0
votes

Intel Xeon Phi OpenCL optimization guide suggests using Mapped buffers for data transfer between host and device memory. OpenCL spec also states that the technique is faster than having to write data explicitly to device memory. I am trying to measure the data transfer time from host-device, and from device-host.

My understanding is that OpenCL framework supports two ways of transferring data.

Here is my summarized scenario:

a. Explicit Method:

- Writing: ClWriteBuffer(...)

{ - Invoke execution on device: ClEnqueueNDRangeKernel(kernel)  }

- Reading: ClReadBuffer(...)

Pretty simple.

b. Implicit Method:

- Writing: ClCreateBuffer(hostPtr, flag, ...)       //Use flag CL_MEM_USE_USE_PTR. make sure to create aligned host buffer to map to.

{ - Invoke execution on device: ClEnqueueNDRangeKernel(kernel)  }

- Reading: ClEnqueueMapBuffer(hostPtr, ...)          //device relinquishes access to mapped memory back to host for reading processed data

Not very straight-forward.

I am using the second method. At what point does data transfer begin for both writing and reading? I need to insert timing code in the right place of my code in order to see how long it takes. So far, I have it inserted before ClEnqueueNDRangeKernel(kernel) for writing; and before ClEnqueueMapBuffer(hostPtr, ...) for reading. The numbers for my time are very small and I doubt that those are the points where data transmission from host to device memory (for this implicit method) actually begin.

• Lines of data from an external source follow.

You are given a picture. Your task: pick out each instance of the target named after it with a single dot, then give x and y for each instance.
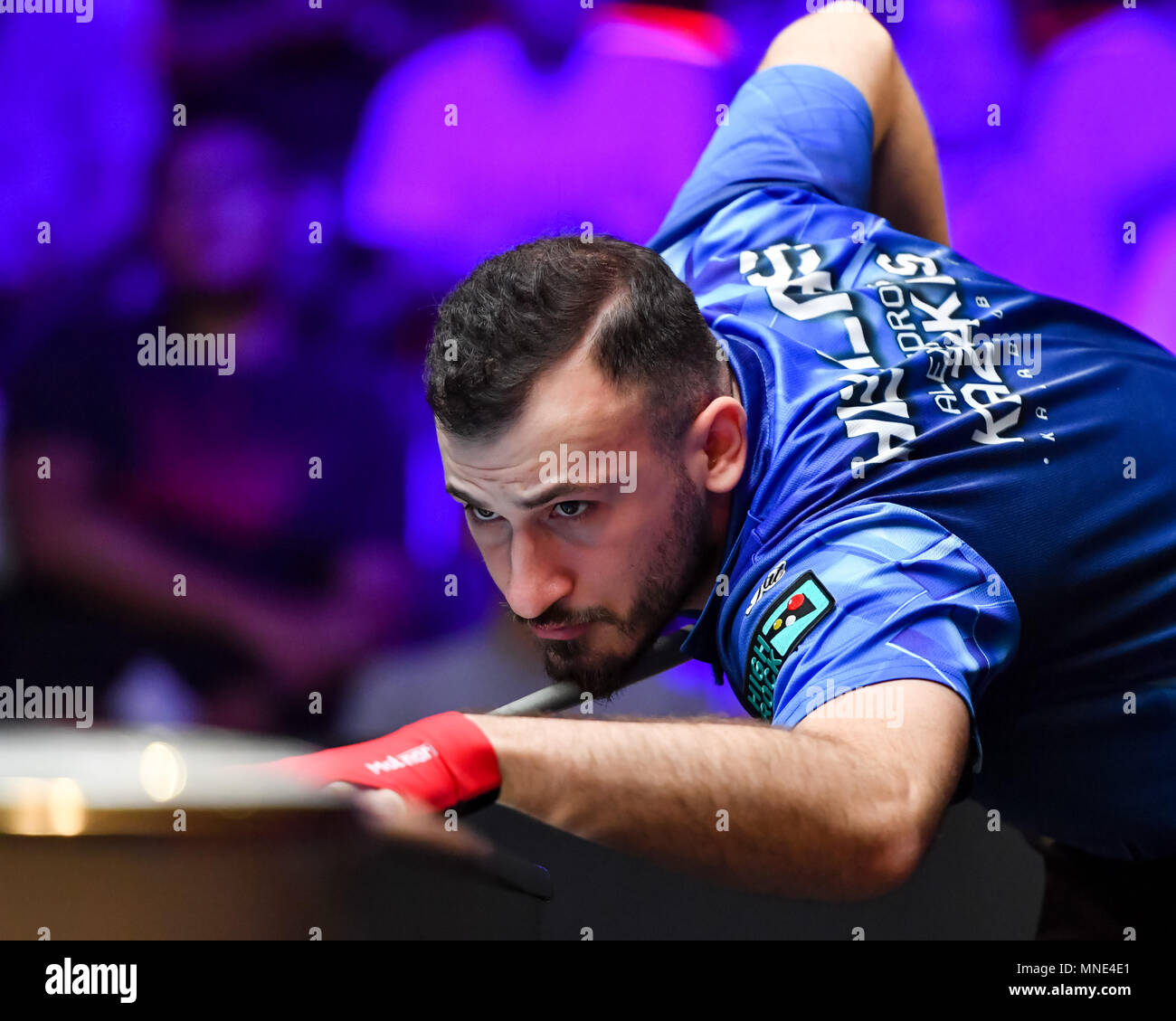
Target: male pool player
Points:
(932, 560)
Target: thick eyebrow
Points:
(530, 503)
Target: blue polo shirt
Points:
(949, 479)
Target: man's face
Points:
(594, 535)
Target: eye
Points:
(571, 508)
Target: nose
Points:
(537, 580)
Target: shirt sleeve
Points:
(877, 593)
(792, 125)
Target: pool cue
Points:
(665, 654)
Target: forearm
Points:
(905, 175)
(742, 804)
(906, 186)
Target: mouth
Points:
(559, 633)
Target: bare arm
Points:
(833, 809)
(906, 188)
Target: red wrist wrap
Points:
(442, 760)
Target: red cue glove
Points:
(442, 760)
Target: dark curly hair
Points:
(521, 312)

Any clarifications on this towards profiling the data transfer involving the use of these three API commands will be greatly appreciated.

Thanks, Dave

1
It is indeed a grey zone of the spec. Nobody details what is going on on the background, and there is no event to keep track of it. You can try with a "clMarquer" in order to measure exactly the time taken for each task in the queue.DarkZeros

1 Answers

1
votes

You need to use the manufacturer supplied tools (I think vtune amplifier did the job on Intel hardware) to see what actually happens in the device, as the OpenCL spec intentionally allows the implementation leeway on when to actually perform things.

So I can only give you the points on when the device is permitted to do work and when it's actually forced to do it.

Right after you call

ClCreateBuffer(hostPtr, flag, ...)

The device is allowed to begin reading the data. It can do this while your program runs normally as you are not permitted to write there until you call EnqueueMapBuffer. It's extremely likely that your call to EnqueueNDRangeKernel comes before the transfer is complete so it just hangs around in the command queue.

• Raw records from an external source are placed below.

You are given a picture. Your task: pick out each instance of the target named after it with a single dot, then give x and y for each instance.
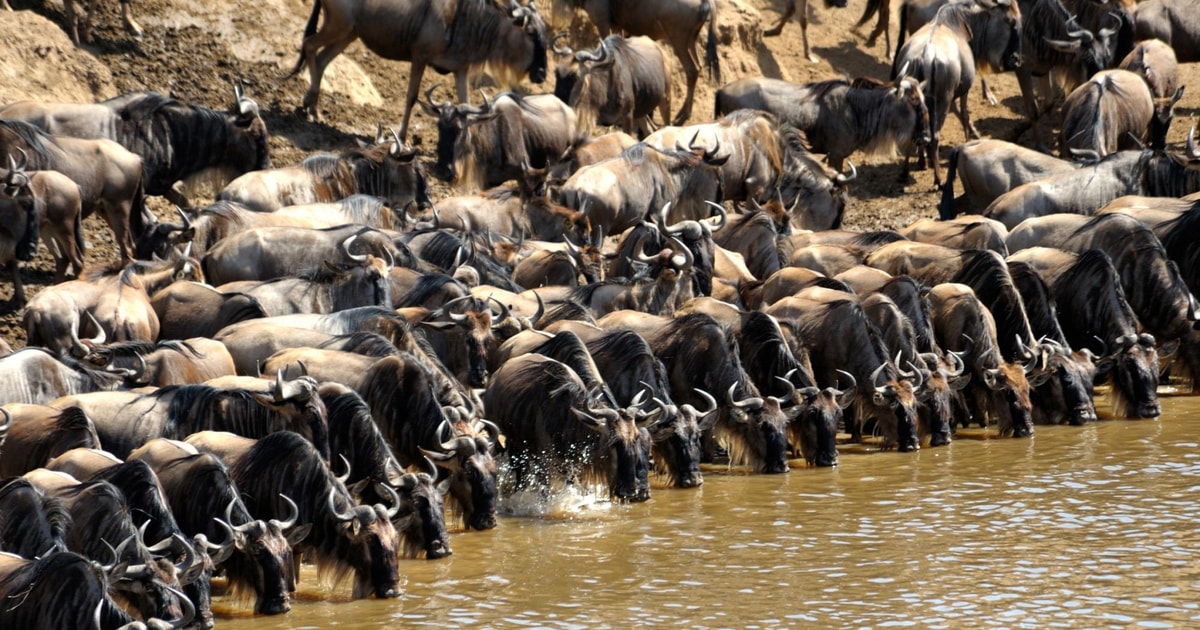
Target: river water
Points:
(1079, 527)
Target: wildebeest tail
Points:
(707, 9)
(946, 207)
(310, 29)
(873, 7)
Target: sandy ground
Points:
(196, 51)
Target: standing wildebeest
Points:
(1090, 300)
(619, 84)
(990, 168)
(177, 142)
(839, 117)
(256, 555)
(675, 22)
(1156, 63)
(108, 175)
(946, 54)
(29, 203)
(1176, 23)
(39, 433)
(485, 147)
(178, 412)
(36, 377)
(556, 430)
(346, 538)
(388, 171)
(1113, 111)
(461, 39)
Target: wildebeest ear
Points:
(298, 533)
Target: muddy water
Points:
(1078, 527)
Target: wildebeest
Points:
(1114, 109)
(192, 309)
(1171, 22)
(268, 253)
(39, 433)
(1156, 63)
(108, 175)
(487, 145)
(30, 203)
(64, 589)
(621, 83)
(1089, 298)
(839, 117)
(509, 39)
(167, 363)
(387, 169)
(178, 142)
(946, 54)
(36, 377)
(618, 193)
(990, 168)
(111, 301)
(178, 412)
(256, 555)
(346, 538)
(676, 23)
(557, 431)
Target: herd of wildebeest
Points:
(323, 363)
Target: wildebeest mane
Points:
(365, 343)
(984, 271)
(425, 288)
(30, 522)
(59, 591)
(1039, 305)
(286, 463)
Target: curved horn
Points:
(565, 51)
(346, 250)
(333, 508)
(287, 523)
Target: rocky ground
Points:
(197, 51)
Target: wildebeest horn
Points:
(721, 214)
(346, 462)
(100, 335)
(751, 402)
(843, 178)
(346, 249)
(294, 514)
(395, 501)
(333, 508)
(565, 51)
(791, 390)
(875, 377)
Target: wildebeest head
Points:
(1092, 53)
(625, 444)
(249, 149)
(815, 426)
(372, 539)
(18, 209)
(898, 394)
(421, 515)
(469, 463)
(1134, 365)
(756, 431)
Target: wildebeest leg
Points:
(414, 85)
(333, 36)
(987, 93)
(127, 17)
(690, 64)
(789, 11)
(18, 289)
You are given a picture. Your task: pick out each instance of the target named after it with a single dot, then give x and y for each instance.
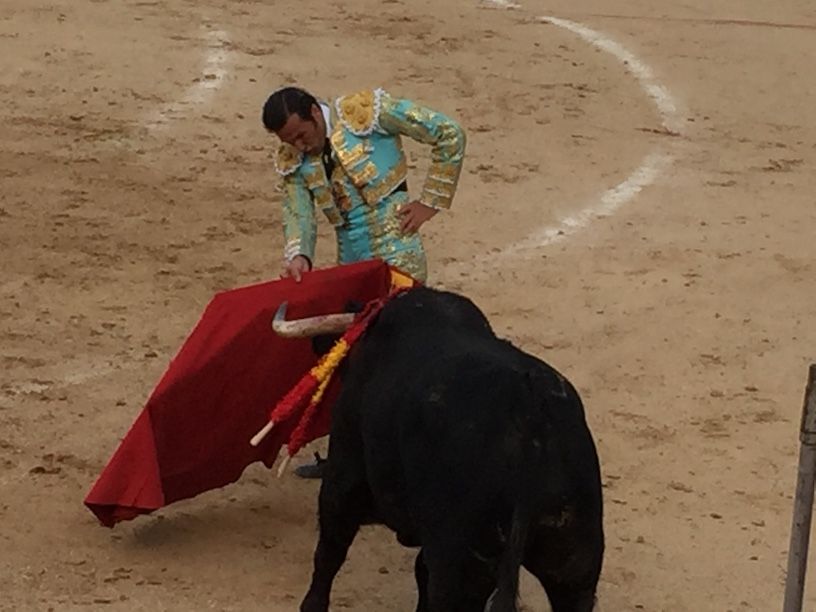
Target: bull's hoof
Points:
(312, 471)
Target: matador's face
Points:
(307, 135)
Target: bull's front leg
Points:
(332, 548)
(421, 573)
(344, 504)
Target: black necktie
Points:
(328, 160)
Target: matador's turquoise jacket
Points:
(368, 184)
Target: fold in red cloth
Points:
(193, 434)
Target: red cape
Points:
(193, 434)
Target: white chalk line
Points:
(646, 174)
(214, 73)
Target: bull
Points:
(466, 447)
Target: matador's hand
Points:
(296, 267)
(414, 214)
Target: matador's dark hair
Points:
(284, 103)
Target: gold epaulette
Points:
(288, 159)
(360, 112)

All these lines and the device is only permitted to work, nothing has yet forced it to work so in some cases it might not have actually done anything yet. But then comes the call that forces it to evaluate everything/wait for the calls to finish, assuming that you set it as a blocking call.

ClEnqueueMapBuffer(hostPtr, ...)

If you run this call with blocking_map as true you actually will get the ready made data back as of this moment. The implementation makes you wait inside that call until the data is in device, is processed by the kernel and then written back.

If you don't run this as a blocking map then the data is not necessarily back yet. So you have just issued 3 non blocking calls and the device can do whatever it wishes.

tl;dr: Everything from write, execution to read can happen inside the blocking clEnqueueMapBuffer call.